As Tonko tries to pressure the legal sports betting industry into making a massive change, Coinbase CEO Brian Armstrong’s actions sent up a red flag showing how easy it is to manipulate a prediction market, which would not fall under Tonko’s SAFE Bet Act. Armstrong this week added a string of words to the end of his third-quarter earnings call to swing contracts from “no” to “yes” on Kalshi and Polymarket, and the world got a taste of how easily prediction market contracts can be swayed, not just by insider information, but on a lark.

Here’s what they’re saying

The Tonko and AGA letters bookended a week in which the state of legal sports betting has been hotly discussed, and President Donald Trump made his own kind of prediction market news — one of Trump’s businesses is poised to begin offering sports event contracts on social media site Truth Social.

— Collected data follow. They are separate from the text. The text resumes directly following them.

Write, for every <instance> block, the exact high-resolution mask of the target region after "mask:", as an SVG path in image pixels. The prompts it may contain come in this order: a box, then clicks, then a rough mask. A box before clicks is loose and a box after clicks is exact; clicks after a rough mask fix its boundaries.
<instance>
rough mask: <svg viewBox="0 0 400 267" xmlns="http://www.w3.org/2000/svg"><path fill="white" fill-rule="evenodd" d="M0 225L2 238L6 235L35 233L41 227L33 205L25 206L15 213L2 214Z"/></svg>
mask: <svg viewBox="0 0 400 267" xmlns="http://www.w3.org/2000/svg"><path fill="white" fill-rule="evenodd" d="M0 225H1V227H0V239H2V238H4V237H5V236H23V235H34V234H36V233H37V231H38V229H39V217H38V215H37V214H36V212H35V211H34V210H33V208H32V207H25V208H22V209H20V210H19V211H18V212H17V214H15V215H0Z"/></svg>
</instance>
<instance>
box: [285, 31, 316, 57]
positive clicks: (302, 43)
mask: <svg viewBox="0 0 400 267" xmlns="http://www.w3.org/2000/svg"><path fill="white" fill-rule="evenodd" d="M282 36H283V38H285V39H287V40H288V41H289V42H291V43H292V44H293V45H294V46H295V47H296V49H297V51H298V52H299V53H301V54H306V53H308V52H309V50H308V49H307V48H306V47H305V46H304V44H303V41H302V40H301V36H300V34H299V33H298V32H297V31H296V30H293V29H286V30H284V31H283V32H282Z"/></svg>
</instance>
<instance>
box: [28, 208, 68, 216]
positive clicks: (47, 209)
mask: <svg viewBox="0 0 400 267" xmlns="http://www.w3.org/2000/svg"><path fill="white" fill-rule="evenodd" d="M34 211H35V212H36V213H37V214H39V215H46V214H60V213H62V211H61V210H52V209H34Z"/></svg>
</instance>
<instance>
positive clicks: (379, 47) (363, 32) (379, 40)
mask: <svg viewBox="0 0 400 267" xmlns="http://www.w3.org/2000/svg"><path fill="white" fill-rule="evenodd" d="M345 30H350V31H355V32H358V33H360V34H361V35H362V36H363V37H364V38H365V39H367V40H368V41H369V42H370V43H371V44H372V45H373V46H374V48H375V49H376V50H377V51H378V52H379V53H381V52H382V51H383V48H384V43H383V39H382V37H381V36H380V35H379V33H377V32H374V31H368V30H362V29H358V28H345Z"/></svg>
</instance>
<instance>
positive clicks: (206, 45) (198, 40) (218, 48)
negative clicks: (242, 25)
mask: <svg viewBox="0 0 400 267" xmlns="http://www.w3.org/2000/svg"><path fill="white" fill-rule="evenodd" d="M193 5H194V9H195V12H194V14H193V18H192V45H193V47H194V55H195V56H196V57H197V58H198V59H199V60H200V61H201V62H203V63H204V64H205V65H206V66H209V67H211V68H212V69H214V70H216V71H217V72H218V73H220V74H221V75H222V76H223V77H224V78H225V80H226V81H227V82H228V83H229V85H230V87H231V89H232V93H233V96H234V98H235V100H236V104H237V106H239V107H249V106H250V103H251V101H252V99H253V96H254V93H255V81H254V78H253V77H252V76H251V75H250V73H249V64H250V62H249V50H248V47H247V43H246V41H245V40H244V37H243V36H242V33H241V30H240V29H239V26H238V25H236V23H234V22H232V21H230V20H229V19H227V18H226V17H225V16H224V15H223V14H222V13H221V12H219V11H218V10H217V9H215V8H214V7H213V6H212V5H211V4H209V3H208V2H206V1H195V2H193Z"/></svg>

The U.S. professional sports leagues and the NCAA have had plenty to say since the NBA arrests. Here’s a look:

  • Last Friday, the NFL’s Management Council sent a letter to teams strongly suggesting they remind players and team personnel that betting on the NFL and match fixing are violations.
  • The NBA has begun a review of how it can better protect the integrity of the game, including reviewing its injury reporting protocols. The league sent a letter to team executives alerting them to the review and encouraging input.
  • Major League Baseball Commissioner Rob Manfred spoke out defending his league’s sports betting partnerships, saying “we didn’t ask to have legalized sports betting,” but now that it’s here, “access to data is crucial,” which requires the league to partner with sportsbooks. MLB is currently conducting investigations into suspicious betting activity around Cleveland’s Emmanuel Clase and Luis Ortiz.
  • MLB’s players’ association Executive Director Tony Clark called for a prohibition on prop bets. “We’ve heard a lot about prop bets of late and it is one of the things we were concerned about from day one as well,” he said.
  • NCAA Executive Director Charlie Baker released a statement outlining the NCAA’s betting policies, which he called the “most aggressive competition integrity policies.”
  • The NCAA’s Division I Council is now trying to walk back a a new rule that would allow college athletes to bet on professional sports. The NCAA currently bans its athletes from betting at all, but all three councils approved the new rule, which was set to get into effect Saturday until the Division I Council voted this week to push the date back to Nov. 22 to allow its members a chance to reverse the decision.